Minister orders radical overhaul of aviation agencies
Nigeria is in the throes of a major overhaul of its aviation governance system after a year in which the country saw two of its airlines involved in major fatal accidents on home territory. Meanwhile, African Civil Aviation Commission president Tshepo Pheege has railed publicly against African airlines operating “flying coffins”, commenting that air travellers “do not wish to fly out a passenger and come back as cargo”.
Nigeria’s minister of aviation Professor Babalola Borishade has ordered the Economic and Financial Crimes Commission to investigate some officials at the aviation ministry, and at all the government’s aviation agencies. These include the Federal Airports Authority of Nigeria, Nigerian Civil Aviation Authority (NCAA), Nigerian Airspace Management Agency, and others including the meteorological agency, Nigerian Aviation Handling and even the Accidents Investigation and Prevention Bureau (AIPB).
In separate moves also affecting the Ministry of Aviation and potentially all the aviation agencies, the Senate Standing Committee on Aviation (SSCA) is looking into the way the 22 October 2005 Bellview Airlines Boeing 737-200 crash is being investigated by the AIPB. There is an issue about whether the SSCA can compel the AIPB to release documents from – or to testify about – an accident investigation it is conducting, says Nick Fadugba, the chief executive of UK-based African Aviation Services.
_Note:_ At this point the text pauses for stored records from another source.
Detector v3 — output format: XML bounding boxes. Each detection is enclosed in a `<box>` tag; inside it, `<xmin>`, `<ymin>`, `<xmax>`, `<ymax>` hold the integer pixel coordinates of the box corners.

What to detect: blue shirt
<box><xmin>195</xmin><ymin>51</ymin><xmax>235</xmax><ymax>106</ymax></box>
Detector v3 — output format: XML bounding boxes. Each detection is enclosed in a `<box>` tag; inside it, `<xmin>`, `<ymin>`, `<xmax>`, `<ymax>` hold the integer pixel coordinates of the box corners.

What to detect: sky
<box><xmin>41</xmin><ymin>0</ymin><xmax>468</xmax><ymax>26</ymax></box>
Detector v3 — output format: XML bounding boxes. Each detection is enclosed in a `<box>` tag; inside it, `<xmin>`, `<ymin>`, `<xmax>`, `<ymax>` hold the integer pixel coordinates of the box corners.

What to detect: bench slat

Fadugba points out that there are moves pending to put Nigerian aviation regulation on a sounder footing, one of which is to de-politicise the NCAA by making it an agency with some operating autonomy. In December, the former chief of Lagos-based Afrijet Airlines Harold Demuren was persuaded to take over as director general of the NCAA, having turned it down once. Demuren is a long-standing member of the US-based Flight Safety Foundation’s international advisory committee.
In November Nigeria is to be one of the first states to submit to the International Civil Aviation Organisation’s expanded universal safety oversight audit (USOAP) procedure, and checks of the NCAA’s resources, powers and safety oversight competence will be central to this process.
It will be the second time Nigeria has faced the USOAP, but the expanded mandate authorises the ICAO to publish the full audit results to all the world’s transport ministries.